Michelle Malone - Stompin' at the Gates of Eden
That old R&B song with the lyric "Devil or Angel, what will she be?" always comes to mind when I think about the talented Michelle Malone. Being fortunate to have been a witness to her remarkable journey in the music business by accidentally being at the same show that Arista Records saw in 1989. MM was barely out of high school, yet she wowed Mr. Bars and Star maker himself, Clive Davis, who took a personal interest in what he thought would be his next major diva.
Well, he got the temperament and the talent right, but this classy lassie from Atlanta felt more akin to Georgia Rock Icons like the Allman Brothers and The Georgia Satellites, or Otis Redding and Blind Williw McTell, than she did to La Whitney etc...Malone has the chops, but this guitar "bab" just wanted to rock with her boys in Drag the River.

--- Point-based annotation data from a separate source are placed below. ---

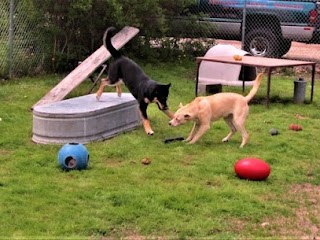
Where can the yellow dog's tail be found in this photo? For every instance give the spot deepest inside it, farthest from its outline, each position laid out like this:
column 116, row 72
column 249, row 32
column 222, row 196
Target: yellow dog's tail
column 255, row 87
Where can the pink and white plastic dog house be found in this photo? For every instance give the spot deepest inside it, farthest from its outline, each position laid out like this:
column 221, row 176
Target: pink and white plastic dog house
column 212, row 73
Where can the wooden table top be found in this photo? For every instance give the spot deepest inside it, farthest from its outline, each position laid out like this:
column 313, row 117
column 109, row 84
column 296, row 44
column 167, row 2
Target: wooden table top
column 257, row 61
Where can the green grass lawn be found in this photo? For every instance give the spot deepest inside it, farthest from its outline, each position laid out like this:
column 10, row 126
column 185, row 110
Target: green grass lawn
column 188, row 191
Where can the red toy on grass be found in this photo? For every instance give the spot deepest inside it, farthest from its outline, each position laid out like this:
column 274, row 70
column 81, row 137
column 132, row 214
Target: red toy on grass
column 252, row 169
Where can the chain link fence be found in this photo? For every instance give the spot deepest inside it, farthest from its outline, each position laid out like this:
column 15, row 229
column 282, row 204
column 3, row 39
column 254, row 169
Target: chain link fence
column 261, row 27
column 22, row 45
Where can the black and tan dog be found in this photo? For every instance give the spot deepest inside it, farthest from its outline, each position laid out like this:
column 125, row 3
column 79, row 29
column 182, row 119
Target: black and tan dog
column 144, row 89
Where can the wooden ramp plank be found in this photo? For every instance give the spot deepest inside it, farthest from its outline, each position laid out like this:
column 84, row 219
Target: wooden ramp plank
column 87, row 67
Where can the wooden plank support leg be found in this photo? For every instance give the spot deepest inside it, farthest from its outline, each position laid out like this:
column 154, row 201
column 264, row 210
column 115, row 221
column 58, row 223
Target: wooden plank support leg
column 87, row 67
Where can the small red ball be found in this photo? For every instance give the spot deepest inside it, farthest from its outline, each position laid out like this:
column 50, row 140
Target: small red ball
column 252, row 169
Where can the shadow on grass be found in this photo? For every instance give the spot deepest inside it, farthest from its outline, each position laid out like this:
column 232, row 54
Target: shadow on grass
column 274, row 99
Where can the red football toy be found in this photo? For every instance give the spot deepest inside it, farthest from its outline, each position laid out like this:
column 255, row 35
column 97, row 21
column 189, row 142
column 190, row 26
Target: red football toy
column 252, row 169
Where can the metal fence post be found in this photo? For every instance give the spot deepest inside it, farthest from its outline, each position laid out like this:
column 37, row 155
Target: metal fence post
column 243, row 29
column 10, row 40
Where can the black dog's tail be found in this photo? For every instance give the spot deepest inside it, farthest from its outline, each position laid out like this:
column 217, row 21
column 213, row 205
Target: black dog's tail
column 107, row 42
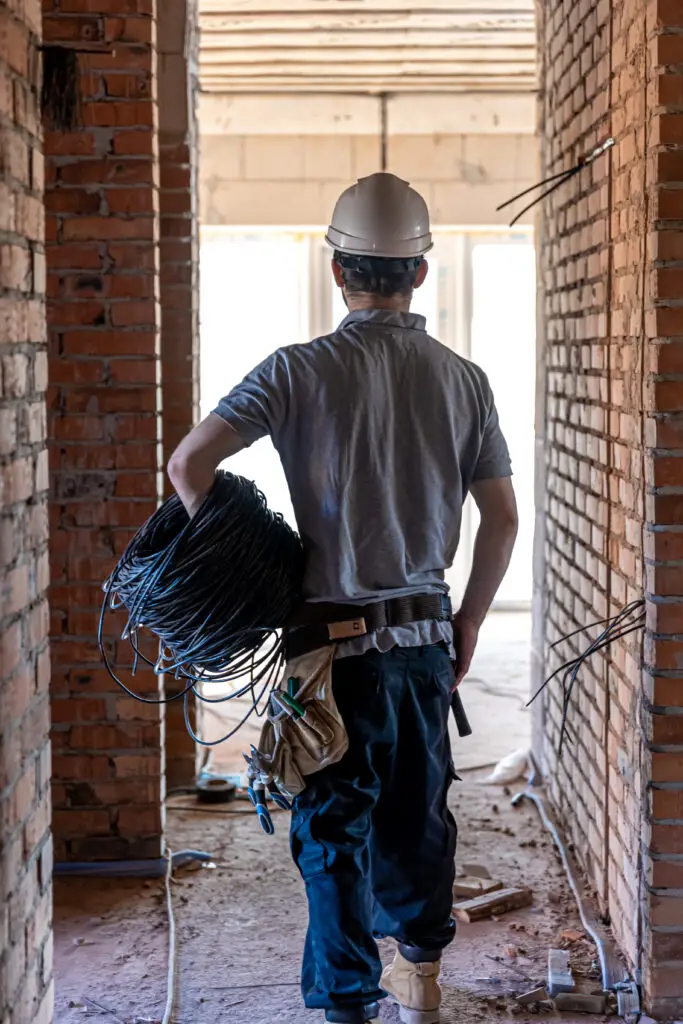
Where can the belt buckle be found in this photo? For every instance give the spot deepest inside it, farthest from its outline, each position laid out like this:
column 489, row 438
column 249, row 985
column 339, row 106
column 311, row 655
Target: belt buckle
column 346, row 630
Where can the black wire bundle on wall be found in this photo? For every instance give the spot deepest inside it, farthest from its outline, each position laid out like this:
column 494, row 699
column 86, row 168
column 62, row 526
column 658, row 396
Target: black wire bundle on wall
column 630, row 620
column 215, row 590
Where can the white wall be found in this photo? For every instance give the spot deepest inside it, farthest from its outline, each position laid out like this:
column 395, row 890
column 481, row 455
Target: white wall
column 284, row 160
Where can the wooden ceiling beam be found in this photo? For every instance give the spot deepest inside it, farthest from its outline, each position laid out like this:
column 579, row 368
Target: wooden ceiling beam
column 384, row 39
column 299, row 69
column 361, row 87
column 233, row 7
column 361, row 55
column 363, row 22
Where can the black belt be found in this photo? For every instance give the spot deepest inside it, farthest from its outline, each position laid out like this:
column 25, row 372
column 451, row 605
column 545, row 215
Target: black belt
column 333, row 623
column 315, row 626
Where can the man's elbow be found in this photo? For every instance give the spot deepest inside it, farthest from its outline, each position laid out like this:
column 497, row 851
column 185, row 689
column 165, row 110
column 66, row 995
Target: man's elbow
column 502, row 521
column 178, row 469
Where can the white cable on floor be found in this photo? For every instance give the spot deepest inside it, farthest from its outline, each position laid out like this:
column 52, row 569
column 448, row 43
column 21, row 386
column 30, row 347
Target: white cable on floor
column 170, row 989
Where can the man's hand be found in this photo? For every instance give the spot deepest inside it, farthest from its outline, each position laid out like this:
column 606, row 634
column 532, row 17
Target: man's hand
column 465, row 635
column 493, row 548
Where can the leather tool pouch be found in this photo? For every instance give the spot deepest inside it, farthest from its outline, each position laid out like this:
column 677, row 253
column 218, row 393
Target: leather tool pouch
column 304, row 731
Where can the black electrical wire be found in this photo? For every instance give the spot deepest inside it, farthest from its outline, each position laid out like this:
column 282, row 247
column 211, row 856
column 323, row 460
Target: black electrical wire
column 557, row 181
column 630, row 620
column 215, row 591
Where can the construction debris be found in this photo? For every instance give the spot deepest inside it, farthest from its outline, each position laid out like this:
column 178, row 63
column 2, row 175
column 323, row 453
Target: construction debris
column 572, row 935
column 559, row 973
column 581, row 1003
column 494, row 904
column 469, row 887
column 509, row 769
column 535, row 995
column 476, row 870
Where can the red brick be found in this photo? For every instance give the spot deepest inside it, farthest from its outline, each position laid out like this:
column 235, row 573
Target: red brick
column 124, row 114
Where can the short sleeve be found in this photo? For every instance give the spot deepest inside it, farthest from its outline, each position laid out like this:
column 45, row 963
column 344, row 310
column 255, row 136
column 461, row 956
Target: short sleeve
column 494, row 461
column 256, row 408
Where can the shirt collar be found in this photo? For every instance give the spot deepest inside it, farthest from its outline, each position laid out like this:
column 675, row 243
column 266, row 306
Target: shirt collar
column 390, row 317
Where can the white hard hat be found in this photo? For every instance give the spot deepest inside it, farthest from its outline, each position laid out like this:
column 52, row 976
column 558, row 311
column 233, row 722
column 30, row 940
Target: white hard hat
column 381, row 215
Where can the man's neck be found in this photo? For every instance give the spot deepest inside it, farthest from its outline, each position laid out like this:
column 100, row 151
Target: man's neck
column 394, row 303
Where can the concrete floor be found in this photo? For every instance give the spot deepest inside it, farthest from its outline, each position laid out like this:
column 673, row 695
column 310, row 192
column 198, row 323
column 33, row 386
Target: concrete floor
column 241, row 924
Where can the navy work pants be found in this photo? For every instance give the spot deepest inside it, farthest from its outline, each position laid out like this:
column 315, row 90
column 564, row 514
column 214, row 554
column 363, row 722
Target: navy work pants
column 373, row 836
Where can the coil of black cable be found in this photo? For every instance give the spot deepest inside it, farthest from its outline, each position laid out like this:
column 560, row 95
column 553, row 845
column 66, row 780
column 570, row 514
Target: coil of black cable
column 214, row 589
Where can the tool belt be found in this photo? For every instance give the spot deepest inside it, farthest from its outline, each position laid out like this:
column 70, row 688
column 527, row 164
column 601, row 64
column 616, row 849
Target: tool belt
column 304, row 731
column 315, row 626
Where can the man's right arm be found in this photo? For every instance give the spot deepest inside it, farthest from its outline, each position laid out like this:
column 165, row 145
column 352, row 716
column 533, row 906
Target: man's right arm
column 493, row 550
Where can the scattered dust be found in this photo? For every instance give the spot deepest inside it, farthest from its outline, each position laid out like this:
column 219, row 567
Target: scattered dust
column 241, row 927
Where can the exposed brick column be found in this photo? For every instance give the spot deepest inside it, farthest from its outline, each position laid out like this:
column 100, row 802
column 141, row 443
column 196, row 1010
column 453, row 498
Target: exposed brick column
column 179, row 287
column 612, row 288
column 26, row 849
column 663, row 697
column 102, row 259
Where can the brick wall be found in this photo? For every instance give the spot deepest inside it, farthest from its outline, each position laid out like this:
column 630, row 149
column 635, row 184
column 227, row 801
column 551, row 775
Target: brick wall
column 104, row 424
column 610, row 446
column 26, row 851
column 295, row 179
column 179, row 291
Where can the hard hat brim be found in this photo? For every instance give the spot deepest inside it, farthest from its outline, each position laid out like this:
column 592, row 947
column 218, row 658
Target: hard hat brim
column 403, row 249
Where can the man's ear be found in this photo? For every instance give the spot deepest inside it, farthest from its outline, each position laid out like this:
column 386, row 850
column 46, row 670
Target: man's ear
column 423, row 270
column 337, row 273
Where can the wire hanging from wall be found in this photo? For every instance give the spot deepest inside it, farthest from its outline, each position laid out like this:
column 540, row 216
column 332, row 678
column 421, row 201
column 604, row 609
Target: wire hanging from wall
column 556, row 179
column 214, row 590
column 630, row 620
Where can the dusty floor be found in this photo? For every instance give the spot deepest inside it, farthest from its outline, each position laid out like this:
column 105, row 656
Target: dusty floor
column 241, row 926
column 495, row 694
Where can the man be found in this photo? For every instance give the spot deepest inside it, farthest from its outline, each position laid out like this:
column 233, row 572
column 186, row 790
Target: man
column 382, row 432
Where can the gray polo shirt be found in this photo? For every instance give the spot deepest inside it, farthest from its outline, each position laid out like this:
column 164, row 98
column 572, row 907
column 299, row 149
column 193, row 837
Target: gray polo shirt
column 380, row 430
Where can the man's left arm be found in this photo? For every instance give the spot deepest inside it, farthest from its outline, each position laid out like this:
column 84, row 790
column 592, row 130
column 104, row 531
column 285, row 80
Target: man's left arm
column 193, row 466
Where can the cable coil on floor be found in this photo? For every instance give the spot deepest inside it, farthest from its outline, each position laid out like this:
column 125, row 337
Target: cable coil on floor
column 215, row 590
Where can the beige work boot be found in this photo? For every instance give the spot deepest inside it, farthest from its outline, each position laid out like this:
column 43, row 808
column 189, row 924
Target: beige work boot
column 416, row 989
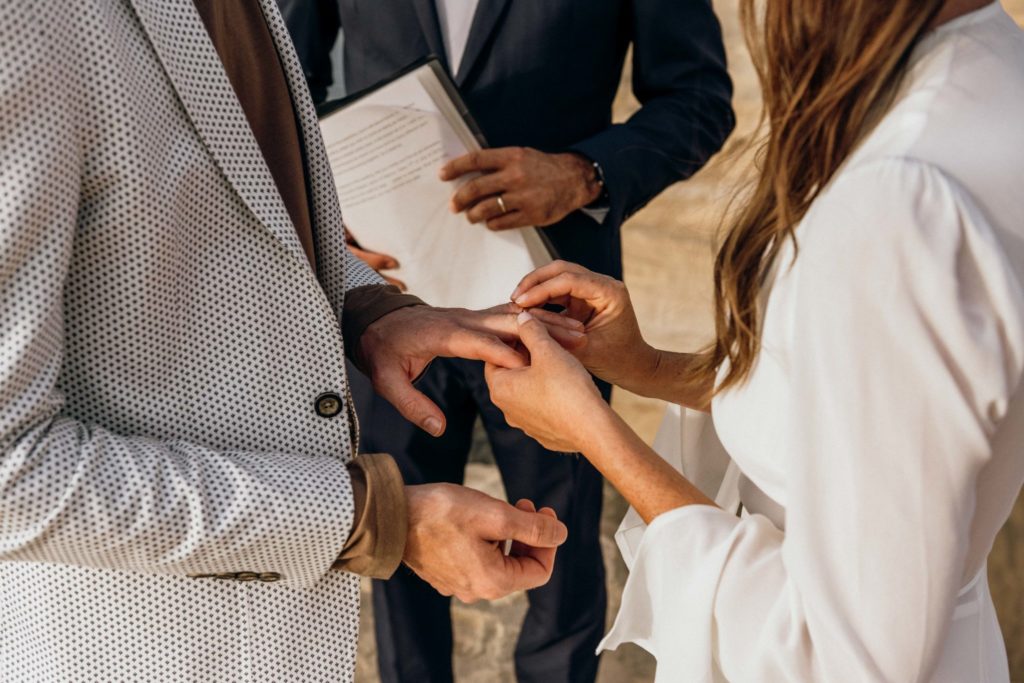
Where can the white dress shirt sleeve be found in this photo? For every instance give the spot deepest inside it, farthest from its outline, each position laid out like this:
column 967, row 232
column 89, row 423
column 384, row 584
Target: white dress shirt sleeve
column 902, row 348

The dream deal became a behind the music nightmare. MM put her boots on and just kept walking.
So, was this an angel or the devil in disguise at work? Unlike the rumor about Robert Johnson, she did save her soul.
Back in Atlanta, she threw her arms around her most loyal friend, her Hamer Duotone guitar, which never left her side again. She felt at home throwing down with her Angel friends, the Indigo Girls - she actually became a "temp" girl when they took to the road.
MM plays best when the boys accept her as a musician and not just that "chick" singer. Michelle Malone should have been right up there with those hippie, crunchy, rootsy groups. But the boys' room was one stall short when it came to letting a "lady" - particularly a "lady" with the seductive licks and sultry looks of Michelle Malone - seize the stage.
Defiantly she simply flipped her hips, licked her lips, and moved forward remaining ever faithful to her guitar and main sqeeze, Jezebel, vowing once and for all to show the world just who really is the Chattahootchie Guitar Queen.
That is until Michelle's muse told her it was time to bring the Graham Parson's "thang" out in her music, and she took off that seemed like 1001 nights of brainstorming the juke joints and beer halls of America. Her ax stayed loyal and her band disciplined. As Band De Soleil, they recorded a darker version of heartbreak that the Greivous Angel would ever have dreamed of playing. Moanin' Malone, (a nickname that was given to her by blues guitarust Albert King upon hearing her sing) found herself walking down the roughneck road of Steve Earle and Marianne Faithful after the fall.
It took MM traveling the backwoods of the US to discover how the Angel and the Devil mesh into one perosn in otder to make one divinely sweaty sound. MM finally learnt home is where the heart is.
Her new record, Stompin' Ground (Daemon Records/SBS Records), creates the perfect platform for the acoustic angel to meet the wicked Salome. It's stripped down and cranked up like a chopped up hot rod in a NASCAR final heat, oozing passionate rocking beats at its juicy core. Along with her band, The Low Down Georgia Revue (Jonny Daly from Drag The River is back on guitar, while Lee Kennedy on bass and Linda Bolley on drums lay down the backbeat), Stompin' Ground was recorded in Atlanta and the Snack N Shack, a one room shot gun shack that is rumored to have once been home to Atlanta bootleggers. MM opens the CD sliding her way around the bottleneck guitar and singing about returning to the South for solace when she gets down and out, and closes it singing, "Here comes you shadow chasing after you".
From beginning to end, you get the feeling that after all her barnstorming struggles and boot-stomping victories, Malone has hit paydirt in the music and in herself.
Stompin' Ground finds MM at the peak of her talent - Patsy Cline meets The Georgia Satellites - part smoldering angel, part devil-may-care scorcher, but all Moanin' Malone.
The Chattahootchie Guitar Queen has finally found her voice!
Hello Sheryl, Hello Chrissie, Hello Lucinda, your baby sister in Rock is all grown up...
Please make room on the main stage, MM is back for keeps!